Ni los jefes ni los soldados creían ya en cosa alguna; solo Hormus guardaba aún la confianza. Su harapo tricolor le hacía creer en todo; y mientras él lo sentía a su lado, estaba seguro de que nada se había perdido. Desgraciadamente, como ya nadie se batía, el coronel guardaba las banderas en su casa misma, en un barrio de Metz; y el bravo subteniente vivía como una madre que tuviese a su hijo en nodriza, pensando en él sin cesar. Cuando el fastidio lo atormentaba, hacía un viaje a Metz, de donde regresaba contento después de mirar su bandera siempre en el mismo sitio, siempre tranquila, siempre recostada majestuosamente contra el muro. Esos viajes que él verificaba en una sola jornada, hacían nacer en su alma el valor y la paciencia; hacíanle sonar con campos de batalla, con marchas gloriosas y con las grandes enseñas tricolores flotando a lo lejos sobre las trincheras prusianas...

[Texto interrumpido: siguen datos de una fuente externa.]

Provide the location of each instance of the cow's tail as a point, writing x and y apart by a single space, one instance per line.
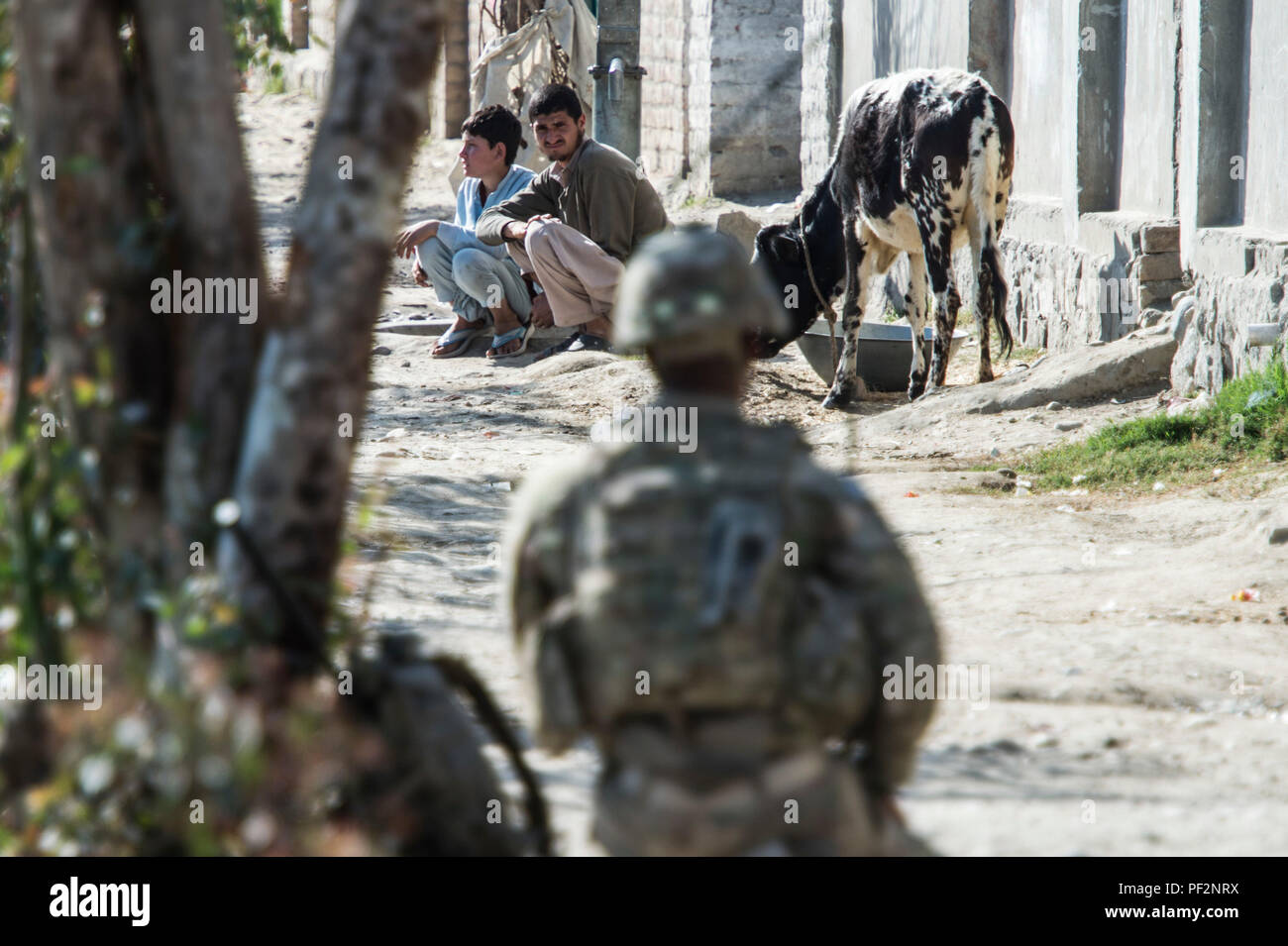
991 184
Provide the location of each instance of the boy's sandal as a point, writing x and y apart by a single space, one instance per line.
462 338
523 332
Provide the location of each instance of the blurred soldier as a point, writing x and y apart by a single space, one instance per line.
715 618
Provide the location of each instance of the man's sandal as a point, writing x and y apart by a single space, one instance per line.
523 332
462 338
578 341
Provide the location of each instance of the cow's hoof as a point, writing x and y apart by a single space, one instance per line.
836 399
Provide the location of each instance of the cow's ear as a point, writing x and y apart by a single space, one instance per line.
786 248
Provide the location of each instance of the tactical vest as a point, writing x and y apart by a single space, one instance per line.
683 597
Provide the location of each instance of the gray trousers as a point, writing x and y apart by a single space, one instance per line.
471 275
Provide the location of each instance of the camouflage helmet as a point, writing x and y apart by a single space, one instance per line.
692 282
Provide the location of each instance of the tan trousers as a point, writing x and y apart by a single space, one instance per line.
578 277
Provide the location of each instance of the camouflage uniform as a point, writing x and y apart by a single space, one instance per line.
713 618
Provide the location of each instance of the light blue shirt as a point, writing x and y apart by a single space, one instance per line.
469 209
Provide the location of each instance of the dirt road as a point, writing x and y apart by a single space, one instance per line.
1133 708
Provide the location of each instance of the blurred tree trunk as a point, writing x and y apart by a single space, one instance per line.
201 170
95 244
142 129
312 382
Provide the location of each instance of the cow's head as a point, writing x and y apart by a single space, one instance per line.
781 250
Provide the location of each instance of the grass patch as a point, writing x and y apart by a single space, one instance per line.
1247 422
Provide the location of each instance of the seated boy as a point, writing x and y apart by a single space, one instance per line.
468 274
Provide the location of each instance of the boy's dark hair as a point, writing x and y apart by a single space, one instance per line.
497 124
555 98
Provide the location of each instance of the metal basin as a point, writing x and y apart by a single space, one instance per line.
885 352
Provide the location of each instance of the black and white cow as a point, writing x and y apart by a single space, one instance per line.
922 164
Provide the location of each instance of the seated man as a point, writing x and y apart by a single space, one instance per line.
472 277
576 223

La orden del día del mariscal Bazaine, hizo rodar por tierra las bellas ilusiones. Una mañana, Hormus vio, al despertarse, mucha agitación en el campamento. Los soldados, reuniéndose en grupos, murmuraban, animándose y excitándose con gritos de rabia; levantando los puños hacia un punto de la ciudad como si sus cóleras designasen a un culpable... "Atrapadle!... Fusilémosle..." Y los oficiales guardaban silencio, apartándose del bullicio, avergonzados... avergonzados de haber leído a cincuenta mil valientes, bien armados aún, aún vigorosos, la orden del mariscal que los entregaba sin combate al enemigo...

-¿Y las banderas? -preguntó Hormus palideciendo... Las banderas también habían sido entregadas con los fusiles, con el resto de los equipajes, con todo...

- ¡Ra... Ra... Rayo de Dios!... -balbuceó el pobre hombre- ..."En todo caso aún no tendrán la mía...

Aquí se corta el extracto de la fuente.